Чуть позже появились у меня деревянные маленькие цилиндрики, на каждом из которых ( а их было около 25 штук ) я нарисовал фломастером разноцветные номера. Это были мои спортсмены. Чурочки с синими номерами, например, обозначали представителей сборной СССР, с красными - Чехословакии, и так далее. Была сборная Франции ( желтые номера ), Италии ( зеленые номера ) и еще какие-то команды, всех и не упомнишь.
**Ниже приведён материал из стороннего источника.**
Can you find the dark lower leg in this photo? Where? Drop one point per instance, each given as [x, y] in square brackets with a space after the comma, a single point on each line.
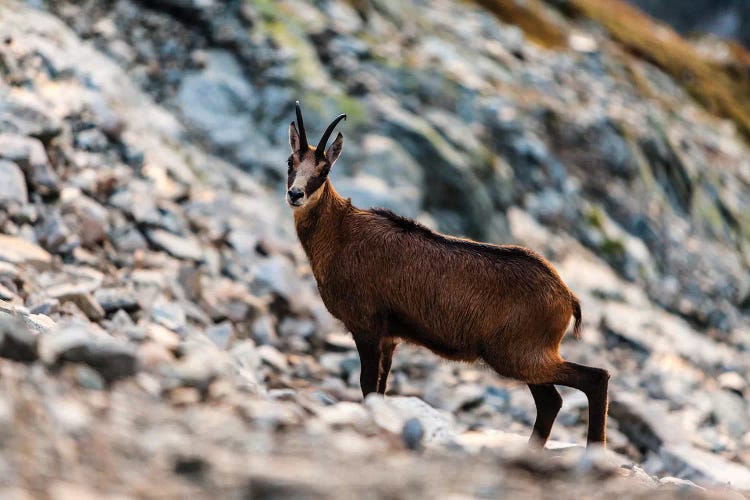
[386, 356]
[369, 358]
[548, 403]
[593, 382]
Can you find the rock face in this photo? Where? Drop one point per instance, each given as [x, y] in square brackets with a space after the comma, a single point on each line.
[159, 324]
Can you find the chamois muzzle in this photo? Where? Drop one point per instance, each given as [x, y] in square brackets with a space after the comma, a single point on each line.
[301, 127]
[295, 196]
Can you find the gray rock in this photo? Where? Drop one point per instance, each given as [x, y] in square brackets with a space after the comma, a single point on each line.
[17, 342]
[27, 116]
[182, 247]
[91, 140]
[170, 315]
[112, 299]
[30, 155]
[218, 100]
[412, 433]
[76, 342]
[19, 251]
[392, 413]
[81, 298]
[221, 335]
[12, 184]
[272, 357]
[91, 218]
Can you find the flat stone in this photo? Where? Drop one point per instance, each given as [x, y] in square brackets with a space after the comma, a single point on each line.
[392, 414]
[272, 357]
[17, 342]
[113, 299]
[182, 247]
[19, 251]
[82, 299]
[12, 183]
[221, 335]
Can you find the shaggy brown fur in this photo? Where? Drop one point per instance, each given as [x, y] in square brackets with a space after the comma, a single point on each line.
[389, 278]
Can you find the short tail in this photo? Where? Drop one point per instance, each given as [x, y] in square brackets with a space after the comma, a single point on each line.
[577, 316]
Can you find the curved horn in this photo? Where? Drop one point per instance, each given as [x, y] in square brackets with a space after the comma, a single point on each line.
[320, 150]
[301, 126]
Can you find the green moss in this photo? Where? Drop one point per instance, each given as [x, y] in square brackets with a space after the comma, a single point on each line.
[595, 218]
[614, 249]
[718, 88]
[267, 8]
[532, 17]
[356, 113]
[705, 212]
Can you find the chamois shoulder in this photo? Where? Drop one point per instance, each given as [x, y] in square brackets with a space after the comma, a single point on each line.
[403, 223]
[411, 226]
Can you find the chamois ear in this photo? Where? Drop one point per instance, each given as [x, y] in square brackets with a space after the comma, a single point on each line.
[294, 141]
[335, 149]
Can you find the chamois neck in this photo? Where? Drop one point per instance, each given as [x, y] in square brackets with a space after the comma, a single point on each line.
[318, 225]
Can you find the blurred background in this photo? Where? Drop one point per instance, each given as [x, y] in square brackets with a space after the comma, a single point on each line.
[161, 333]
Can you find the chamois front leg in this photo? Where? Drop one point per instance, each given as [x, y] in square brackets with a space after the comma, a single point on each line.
[387, 346]
[369, 351]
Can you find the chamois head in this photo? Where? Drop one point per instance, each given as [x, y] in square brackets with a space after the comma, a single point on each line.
[308, 165]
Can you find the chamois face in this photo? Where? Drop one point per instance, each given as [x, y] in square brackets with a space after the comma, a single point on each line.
[309, 166]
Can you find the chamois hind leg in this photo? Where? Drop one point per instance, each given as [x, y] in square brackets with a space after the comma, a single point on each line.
[387, 347]
[548, 403]
[368, 348]
[593, 382]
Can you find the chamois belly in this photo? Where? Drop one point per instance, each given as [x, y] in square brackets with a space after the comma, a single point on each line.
[454, 345]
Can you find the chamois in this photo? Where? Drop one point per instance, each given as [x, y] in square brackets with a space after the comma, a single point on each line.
[388, 278]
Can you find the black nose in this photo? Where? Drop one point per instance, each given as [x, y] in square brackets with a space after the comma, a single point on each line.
[295, 194]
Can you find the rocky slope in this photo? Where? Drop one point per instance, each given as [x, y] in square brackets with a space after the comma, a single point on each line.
[161, 331]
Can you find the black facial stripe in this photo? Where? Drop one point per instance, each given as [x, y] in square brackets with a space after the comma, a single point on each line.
[315, 182]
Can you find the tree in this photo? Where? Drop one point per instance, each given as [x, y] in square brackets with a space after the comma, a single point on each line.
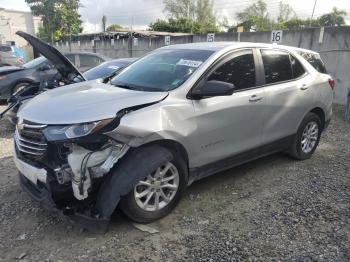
[285, 13]
[335, 18]
[255, 17]
[180, 9]
[175, 26]
[188, 16]
[60, 18]
[205, 16]
[114, 28]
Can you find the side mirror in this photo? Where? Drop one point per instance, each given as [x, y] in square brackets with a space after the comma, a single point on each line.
[213, 88]
[44, 67]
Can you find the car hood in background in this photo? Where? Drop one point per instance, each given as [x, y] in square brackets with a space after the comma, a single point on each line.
[62, 64]
[84, 102]
[9, 69]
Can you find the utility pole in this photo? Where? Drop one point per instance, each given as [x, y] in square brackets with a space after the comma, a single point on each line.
[313, 12]
[131, 37]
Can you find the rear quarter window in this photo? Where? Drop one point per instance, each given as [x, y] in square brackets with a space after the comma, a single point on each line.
[314, 60]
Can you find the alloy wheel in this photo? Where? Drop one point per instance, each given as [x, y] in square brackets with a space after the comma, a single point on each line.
[309, 137]
[158, 189]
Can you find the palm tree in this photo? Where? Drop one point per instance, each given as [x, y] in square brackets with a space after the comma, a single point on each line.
[335, 18]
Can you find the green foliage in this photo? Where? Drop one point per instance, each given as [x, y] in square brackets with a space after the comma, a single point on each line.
[255, 17]
[114, 28]
[60, 18]
[335, 18]
[187, 16]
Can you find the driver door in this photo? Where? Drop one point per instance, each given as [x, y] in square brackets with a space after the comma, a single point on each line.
[229, 125]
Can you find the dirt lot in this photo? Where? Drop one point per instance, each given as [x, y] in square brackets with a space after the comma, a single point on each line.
[271, 209]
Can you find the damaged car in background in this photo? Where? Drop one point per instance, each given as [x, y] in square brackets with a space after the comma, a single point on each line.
[19, 85]
[176, 115]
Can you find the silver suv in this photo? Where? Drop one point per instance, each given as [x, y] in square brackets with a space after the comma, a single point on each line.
[176, 115]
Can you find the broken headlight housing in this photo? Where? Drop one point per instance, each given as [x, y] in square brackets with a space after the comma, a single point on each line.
[66, 132]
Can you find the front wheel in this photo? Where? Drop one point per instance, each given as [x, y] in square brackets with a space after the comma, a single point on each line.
[307, 138]
[156, 195]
Все эти "спортсмены" принимали участие в соревнованиях. Например, пол в зале был чуть-чуть под наклоном. Этого было достаточно, чтобы устроить соревнования по "спринтерскому бегу". Чурочки клались на бок и катились по наклонной. К финишу приходил первым тот или иной "спортсмен". Иногда я устраивал марафон. Сам передвигал чурочки. Таким образом мои доморощенные спортсмены перемещались из комнаты в комнату ( все это происходило, конечно, под впечатлением от Олимпийских марафонов и марафонов на Играх доброй воли ).
Самым зрелищным мероприятием с участием деревянных спортсменов были футбольные матчи. Брался маленький железный шарик. Из однокилограммовых гантелей делались ворота команд. В матче участвовало по четыре полевых игрока с каждой стороны и один вратарь. Это был, можно сказать, мой первый футбольный симулятор. Уже потом я пристрастился к игре Pro Evolution Soccer 5, и даже выводил сборную России по футболу в финал Чемпионата мира, а сборную Украины - в финал Чемпионата Европы. Потом, правда, потерял интерес и к этой игре.
Матчи соперничающих команд проходили в безкомпромиссной, как мне казалось, борьбе. Я устраивал настоящие чемпионаты мира, наподобие тех, что видел по телевизору. Конечно, участвовала в них и сборная СССР.
Глава ВТОРАЯ.
Дедушка. Азбука. Картины. "Приключения Электроника".
Не только образы родителей запомнили мне из моего детства. Были и другие люди, появлявшиеся эпизодически на просторах моего детства. Как и у Набокова. В "Других берегах" он вспоминает, например, приходившего к ним в гости сельского учителя Василия Мартыновича. "У него было толстовского типа широконосое лицо, пушистая плешь, русые усы и светло-голубые, цвета моей молочной чашки, глаза с небольшим интересным наростом на одном веке. Он носил черный галстук, повязанный либеральным бантом, и люстриновый пиджак. Ко мне, ребенку, он обращался на вы".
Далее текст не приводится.